Oczy: To ten legendarny dzień! Dzień dobry! Dzisiaj zmierzymy się z prawdziwym przeciwnikiem... choć nie wiem, czy to nie łatwiej niż z samym sobą i swoimi słabościami. Mitriall zawalczy ze Skinterifiri!
Skinka: ... Skinką
Mięśnie: Jaki to ma sens? Skinka więcej trenowała i ma większe doświadczenie
Łapy: Nie wiem, ale rymuje się ze spinką, którą wrzuciłam wczoraj do ciasta
Mięśnie: Aha, to dlatego Szkło się dusił?

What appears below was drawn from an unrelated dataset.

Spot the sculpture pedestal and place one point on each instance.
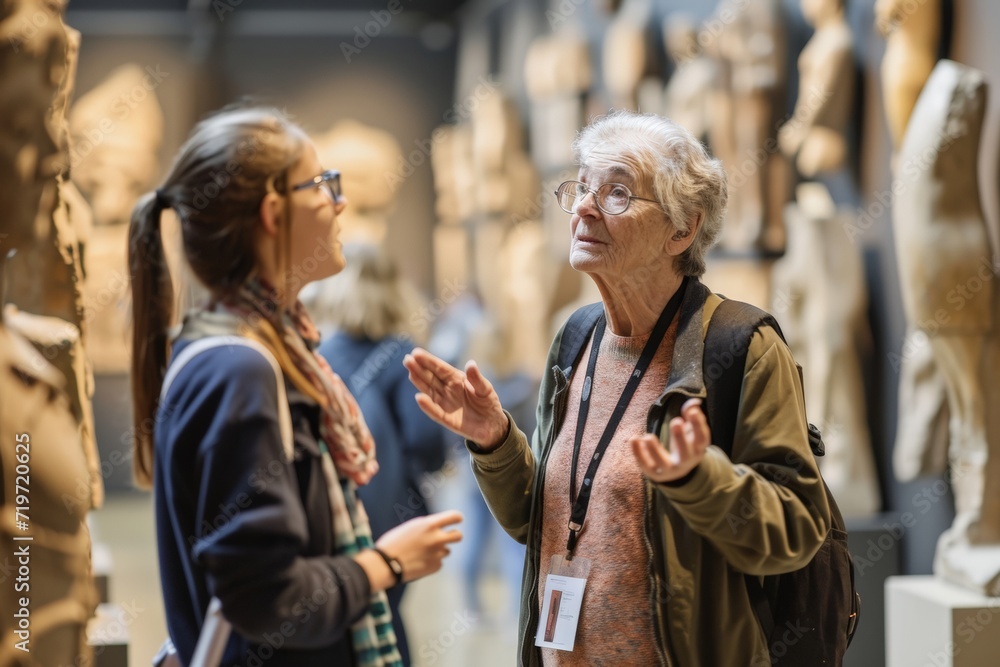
(932, 622)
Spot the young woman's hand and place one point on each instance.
(421, 544)
(464, 402)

Łapy: Tak, ale żyje. Coś nie tak?
Mięśnie: Nic, nic
Drzewo: Czy możecie uszanować to, że nie mogę uciekać?
Oczy: A co mamy zrobić? Ogłosić minutę ciszy dla Twojego cierpienia?

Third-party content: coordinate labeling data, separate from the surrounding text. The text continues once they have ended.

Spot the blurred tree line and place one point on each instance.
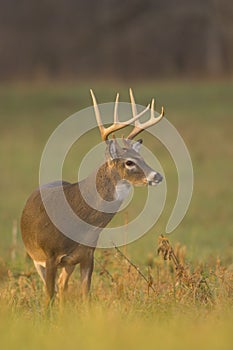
(116, 38)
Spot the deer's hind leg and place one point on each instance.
(40, 269)
(50, 277)
(64, 278)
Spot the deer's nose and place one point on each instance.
(158, 178)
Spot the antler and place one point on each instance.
(139, 127)
(105, 132)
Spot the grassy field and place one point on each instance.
(190, 306)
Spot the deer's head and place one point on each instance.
(126, 161)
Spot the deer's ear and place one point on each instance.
(137, 145)
(114, 150)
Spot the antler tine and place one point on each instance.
(105, 132)
(139, 127)
(133, 104)
(116, 120)
(97, 114)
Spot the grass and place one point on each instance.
(182, 312)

Pysk: Zawsze minuta ciszy... zawsze dać w pysk, ale nigdy minuta bez oka albo uderzenie tak, aby znalazło się na ścianie...
Oczy: Wszystko w porządku?
Drzewo i Pysk: Nie!
Porządek: Wygoniliście mnie już na samym początku, bo wnieśliście na polanę te śmieci!
Mięśnie: To żołądek i jelito cienkie...
Porządek: Nieważne! Czuję się skrzywdzony... naruszony.
Mięśnie: Mam nadzieję, że w naszym prawie nie ma wspominki o przestrzeni osobistej dla porządku...
Oczy: Słuchajcie, bo one już skończyły...
Mięśnie: Co?
Oczy: Gdybyś się napiął to mogłaby zadać silniejszy cios
Mięśnie: Napiąć to ty możesz... cięciwę, żeby strzała amora trafiła prosto w serce czytelników i abym mógł przygarnąć jakąś czytelniczkę.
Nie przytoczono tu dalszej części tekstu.